2018 EDIT: Although this post was inspirational, US Congress addressed this issue in the Tax Reform law of 2017, and any trades after Jan 1st 2018 cannot have this treatment. The few years of ambiguity from the existence of altcoins to the law changing will likely never be addressed.
Most altcoins do not have markets in national currencies, and instead can only be bought with other digital currencies.
So therefore by the IRS' own guidance, you are trading property for property. Which in some cases is privy to like-kind treatment where capital gains tax events are no longer created upon liquidation into another like property until settled in a national currency.
IRC Section 1031 provides an exception and allows
you to postpone paying tax on the gain if you reinvest
the proceeds in similar property as part of a qualifying like-kind exchange.
The IRS' limitation in unilaterally recognizing currencies or recognizing distinct asset classes has pigeonholed blockchain based digital currency in an area of the law that has many distinct benefits, with the ambiguous designation of property.
The best like-kind guidance that the IRS has attempts to list asset classes which receive like-kind treatment, and also attempts to list asset classes that are SPECIFICALLY NOT ABLE to receive like-kind treatment.
Both properties must be held for use in a trade or business
or for investment.

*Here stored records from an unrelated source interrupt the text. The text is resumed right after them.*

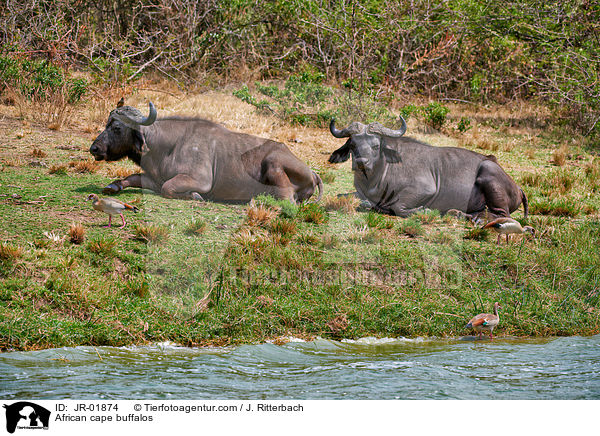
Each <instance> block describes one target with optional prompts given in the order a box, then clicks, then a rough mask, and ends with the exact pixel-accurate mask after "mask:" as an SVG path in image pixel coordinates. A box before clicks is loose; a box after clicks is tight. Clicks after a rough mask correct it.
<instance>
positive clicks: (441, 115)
mask: <svg viewBox="0 0 600 436" xmlns="http://www.w3.org/2000/svg"><path fill="white" fill-rule="evenodd" d="M448 112H450V109H448V108H447V107H446V106H444V105H443V104H441V103H437V102H431V103H429V104H428V105H427V106H425V107H424V108H423V114H424V118H425V122H426V123H427V124H428V125H429V126H431V127H433V128H434V129H436V130H439V129H441V128H442V126H443V125H444V123H445V122H446V116H447V115H448Z"/></svg>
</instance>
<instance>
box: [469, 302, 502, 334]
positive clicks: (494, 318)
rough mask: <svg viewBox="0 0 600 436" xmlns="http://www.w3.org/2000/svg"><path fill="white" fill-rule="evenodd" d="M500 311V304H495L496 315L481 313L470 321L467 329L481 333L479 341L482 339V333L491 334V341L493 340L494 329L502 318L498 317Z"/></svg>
mask: <svg viewBox="0 0 600 436" xmlns="http://www.w3.org/2000/svg"><path fill="white" fill-rule="evenodd" d="M498 309H502V306H500V303H498V302H496V303H494V314H491V313H480V314H479V315H476V316H475V317H473V318H472V319H471V321H469V323H468V324H467V325H466V327H467V328H472V329H473V330H475V331H476V332H477V333H479V339H481V334H482V332H484V331H486V332H490V339H491V340H493V339H494V337H493V336H492V331H493V330H494V327H496V326H497V325H498V323H499V322H500V316H499V315H498Z"/></svg>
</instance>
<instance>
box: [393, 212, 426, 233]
mask: <svg viewBox="0 0 600 436" xmlns="http://www.w3.org/2000/svg"><path fill="white" fill-rule="evenodd" d="M398 230H399V231H400V233H401V234H404V235H407V236H409V237H411V238H416V237H417V236H421V235H422V234H423V233H424V229H423V224H422V223H421V220H420V219H419V218H418V217H416V216H411V217H409V218H405V219H404V220H402V221H400V222H399V223H398Z"/></svg>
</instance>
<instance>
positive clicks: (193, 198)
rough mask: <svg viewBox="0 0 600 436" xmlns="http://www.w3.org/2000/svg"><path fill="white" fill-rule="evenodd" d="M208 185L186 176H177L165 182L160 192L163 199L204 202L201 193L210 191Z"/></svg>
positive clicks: (179, 175) (162, 185)
mask: <svg viewBox="0 0 600 436" xmlns="http://www.w3.org/2000/svg"><path fill="white" fill-rule="evenodd" d="M210 188H211V186H210V184H209V183H201V182H199V181H198V180H196V179H193V178H192V177H190V176H188V175H187V174H179V175H177V176H175V177H173V178H172V179H169V180H167V181H166V182H165V183H164V184H163V185H162V188H161V190H160V193H161V195H162V196H163V197H167V198H181V199H184V200H198V201H204V199H203V198H202V195H201V193H206V192H208V191H210Z"/></svg>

Property used primarily for personal use,
like a primary residence or a second home or vacation home,
does not qualify for like-kind exchange treatment.
Both properties must be similar enough to qualify as "like-kind."
Like-kind property is property of the same nature, character or class.
**Quality or grade does not matter.**
The IRS has potentially accidentally created a huge tax benefit/loophole for digital currency speculation by a limitation of their own Congressional mandate, where previously in most assets that weren't included in their list (like, say Credit Default Swaps), one could operate under the assumption that the trades were open and closed in national currencies, and therefore subject to capital gains tax.
(Most IRS guidance so far seems based on the assumption that people buy and sell bitcoin - specifically bitcoin - for US dollars, and ignores the notion that there is a parallel burgeoning economy within that ecosystem.)
Would the buying and selling of blockchain based digital currency, using other blockchain based digital currencies, be subject to like kind treatment and exempt from capital gains until exchanged for a non-blockchain based good or service (or national currency)?
Before you say "what? asking people on the internet complicated legal things you should talk to a CPA", you have to understand that both the CPAs and the next pencil pushers in the government who are tasked to this will simply google it and form their opinion based on things that rank highly in SEO, like this exact question will. You'll just have to accept that it hasn't been asked before, and that it is more on topic here than on the bitcoin stackexchange.